Life is scary sometimes, isn't it? I mean, when you're young and you look ahead into your 20s and 30s - where will the job come from, the place to live, the person I really want to have children with? How am I going to find a way to do what I really love and get paid for it?
You can imagine those things all you want, but you won't know - you can't come close to finding out - until you're actually out there, living. And when you're in there living, you have to be able to look around and recognize that everybody else is, too. You have to know you have a right to be out there, and even if your path is different from others', you need only to follow certain unspoken rules of conduct to move freely through the masses.
Yesterday I had my first driving lesson in a little over four years, and it was just like that. Everybody has the lane they're sitting in, the space they occupy, and they all just have it granted to them. You just have to move along the road the way everybody else is, and make your turns when everybody's agreed you're next, and change your lanes when the car behind you fills the correct percentage of your rear view mirror, and then - voila! - you'll be where you were going.

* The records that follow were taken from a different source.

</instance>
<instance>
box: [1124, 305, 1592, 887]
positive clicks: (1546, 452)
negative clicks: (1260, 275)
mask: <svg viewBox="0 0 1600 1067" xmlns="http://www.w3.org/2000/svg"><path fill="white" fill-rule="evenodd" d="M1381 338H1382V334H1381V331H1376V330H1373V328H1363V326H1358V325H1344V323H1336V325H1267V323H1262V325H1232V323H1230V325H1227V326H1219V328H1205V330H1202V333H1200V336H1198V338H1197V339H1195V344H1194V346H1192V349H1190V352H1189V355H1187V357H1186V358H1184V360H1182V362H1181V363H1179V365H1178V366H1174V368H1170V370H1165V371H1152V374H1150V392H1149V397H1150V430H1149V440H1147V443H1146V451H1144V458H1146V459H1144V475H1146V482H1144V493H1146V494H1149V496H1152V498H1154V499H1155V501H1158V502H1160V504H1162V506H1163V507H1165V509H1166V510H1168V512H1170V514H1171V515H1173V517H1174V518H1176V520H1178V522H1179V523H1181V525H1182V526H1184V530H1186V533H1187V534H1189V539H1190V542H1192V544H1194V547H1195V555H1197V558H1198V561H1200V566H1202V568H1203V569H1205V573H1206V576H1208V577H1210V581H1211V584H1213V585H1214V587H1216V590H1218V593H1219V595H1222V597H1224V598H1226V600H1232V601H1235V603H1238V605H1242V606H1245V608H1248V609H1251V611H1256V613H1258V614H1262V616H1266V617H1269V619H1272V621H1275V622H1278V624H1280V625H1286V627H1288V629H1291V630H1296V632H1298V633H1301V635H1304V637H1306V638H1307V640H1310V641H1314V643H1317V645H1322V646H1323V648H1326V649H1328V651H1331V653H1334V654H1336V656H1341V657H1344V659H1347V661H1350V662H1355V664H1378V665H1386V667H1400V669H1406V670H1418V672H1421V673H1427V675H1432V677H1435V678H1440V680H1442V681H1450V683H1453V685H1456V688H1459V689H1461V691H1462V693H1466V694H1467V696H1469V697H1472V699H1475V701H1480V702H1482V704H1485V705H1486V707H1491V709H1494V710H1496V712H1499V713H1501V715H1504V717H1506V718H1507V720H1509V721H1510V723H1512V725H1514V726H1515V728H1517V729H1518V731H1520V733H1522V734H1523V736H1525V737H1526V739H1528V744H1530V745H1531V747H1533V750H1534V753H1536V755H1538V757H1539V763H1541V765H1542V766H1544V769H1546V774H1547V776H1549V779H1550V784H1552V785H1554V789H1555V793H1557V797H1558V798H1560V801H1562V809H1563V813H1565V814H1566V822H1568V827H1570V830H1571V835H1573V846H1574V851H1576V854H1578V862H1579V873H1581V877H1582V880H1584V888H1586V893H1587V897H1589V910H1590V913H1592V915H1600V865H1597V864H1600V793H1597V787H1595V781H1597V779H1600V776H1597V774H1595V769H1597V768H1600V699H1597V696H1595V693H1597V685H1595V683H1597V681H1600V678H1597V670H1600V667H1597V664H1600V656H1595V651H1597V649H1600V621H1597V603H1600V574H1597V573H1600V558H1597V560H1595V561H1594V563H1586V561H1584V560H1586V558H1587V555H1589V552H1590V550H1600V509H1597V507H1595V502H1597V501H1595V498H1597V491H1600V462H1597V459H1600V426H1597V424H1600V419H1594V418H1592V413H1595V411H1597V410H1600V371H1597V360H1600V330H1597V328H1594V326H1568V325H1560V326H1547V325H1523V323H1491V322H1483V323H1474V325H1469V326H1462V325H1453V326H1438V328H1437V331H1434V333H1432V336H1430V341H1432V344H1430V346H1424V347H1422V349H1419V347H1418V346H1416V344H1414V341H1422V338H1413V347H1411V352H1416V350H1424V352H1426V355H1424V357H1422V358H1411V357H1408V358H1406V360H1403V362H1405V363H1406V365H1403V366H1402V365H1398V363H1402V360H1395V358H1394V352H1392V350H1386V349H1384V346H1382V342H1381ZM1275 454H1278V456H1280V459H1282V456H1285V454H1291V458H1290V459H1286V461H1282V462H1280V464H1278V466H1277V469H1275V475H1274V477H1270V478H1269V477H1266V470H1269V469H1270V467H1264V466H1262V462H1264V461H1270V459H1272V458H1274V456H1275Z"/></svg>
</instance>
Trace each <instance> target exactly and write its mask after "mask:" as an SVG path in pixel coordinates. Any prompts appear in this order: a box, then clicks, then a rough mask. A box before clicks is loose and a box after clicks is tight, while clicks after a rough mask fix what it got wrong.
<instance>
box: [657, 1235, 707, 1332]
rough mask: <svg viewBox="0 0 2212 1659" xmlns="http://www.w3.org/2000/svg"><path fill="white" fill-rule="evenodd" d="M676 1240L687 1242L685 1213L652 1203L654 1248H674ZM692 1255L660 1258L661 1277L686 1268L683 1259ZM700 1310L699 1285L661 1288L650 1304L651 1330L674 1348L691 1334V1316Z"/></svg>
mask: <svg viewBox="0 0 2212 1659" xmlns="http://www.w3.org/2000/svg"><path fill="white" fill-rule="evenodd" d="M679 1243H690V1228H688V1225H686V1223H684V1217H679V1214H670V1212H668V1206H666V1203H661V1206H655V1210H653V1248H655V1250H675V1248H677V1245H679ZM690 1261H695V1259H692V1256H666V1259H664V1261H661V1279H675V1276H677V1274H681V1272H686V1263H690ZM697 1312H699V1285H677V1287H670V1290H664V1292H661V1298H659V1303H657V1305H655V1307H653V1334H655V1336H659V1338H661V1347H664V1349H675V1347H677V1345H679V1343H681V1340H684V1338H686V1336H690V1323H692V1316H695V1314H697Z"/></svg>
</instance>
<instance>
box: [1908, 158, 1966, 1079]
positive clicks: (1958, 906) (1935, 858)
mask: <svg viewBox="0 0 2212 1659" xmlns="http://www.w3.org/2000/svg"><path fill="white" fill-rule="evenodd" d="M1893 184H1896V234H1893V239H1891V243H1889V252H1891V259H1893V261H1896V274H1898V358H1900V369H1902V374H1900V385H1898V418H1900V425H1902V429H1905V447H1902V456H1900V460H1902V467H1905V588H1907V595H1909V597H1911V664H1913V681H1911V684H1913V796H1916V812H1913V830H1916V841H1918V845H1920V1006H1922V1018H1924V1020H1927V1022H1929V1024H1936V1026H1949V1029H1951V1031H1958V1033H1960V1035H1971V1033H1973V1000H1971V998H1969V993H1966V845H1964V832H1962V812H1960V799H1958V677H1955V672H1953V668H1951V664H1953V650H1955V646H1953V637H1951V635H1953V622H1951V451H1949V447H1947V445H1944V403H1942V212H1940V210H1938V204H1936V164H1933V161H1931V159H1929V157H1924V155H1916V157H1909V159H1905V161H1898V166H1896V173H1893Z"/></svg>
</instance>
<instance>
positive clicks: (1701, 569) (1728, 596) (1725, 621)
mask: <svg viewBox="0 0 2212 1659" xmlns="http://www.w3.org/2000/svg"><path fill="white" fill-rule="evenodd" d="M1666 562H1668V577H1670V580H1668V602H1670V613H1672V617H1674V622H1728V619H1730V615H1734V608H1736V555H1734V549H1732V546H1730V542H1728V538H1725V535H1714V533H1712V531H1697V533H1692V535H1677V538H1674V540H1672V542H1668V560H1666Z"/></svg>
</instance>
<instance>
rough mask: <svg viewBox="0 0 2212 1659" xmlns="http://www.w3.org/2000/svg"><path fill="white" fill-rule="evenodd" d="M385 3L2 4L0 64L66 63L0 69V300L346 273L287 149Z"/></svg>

Jerry agreed that I will need a ton more practice before I'm ready for a road test. I need to get out three or four times a week, he says, for at least an hour each time.
Really? I asked. I was thinking, like, every day for at least an hour.
Ummm, yes, that would be good, he said.
I need to brush up on the basics like full stops and tighter right turns and oh MAN, lane changes, and then I need to focus on a whole lotta parking. But my main problem is confidence, as in, I have none. I give my right of way too freely, I wave other cars through. I panicked and darted off to a side road when he wanted me to make a lane change on a super busy one.
Accepting all this, I made another appointment with Jerry and then went inside to book my actual test (end of May) and to sit glumly, worrying.
After supper I got back into my car and this time, instead of taking back roads, I got myself into a stream of traffic and took the nearest busy one - the one with the lane changes and the cars chronically parked in patches along the side. I changed lanes twice, and when I came to the place where I nearly had an accident last week I paid closer attention, and when I got to four way stops at almost but not quite the same time as somebody else I took my right of way and let them wait.
And you know what? I feel better.
Well, a little better, anyway.
1 comment:
I find that confidence in driving comes from a combination of two factors: my belief that I have as much right as anyone else to get where I'm going, and my equally strong belief that it's up to me to be both respectful of other drivers' rights, and watchful of their mistakes.
Wait. Maybe that's three. Whatever--I'm proud of you for diving in and conquering your fear!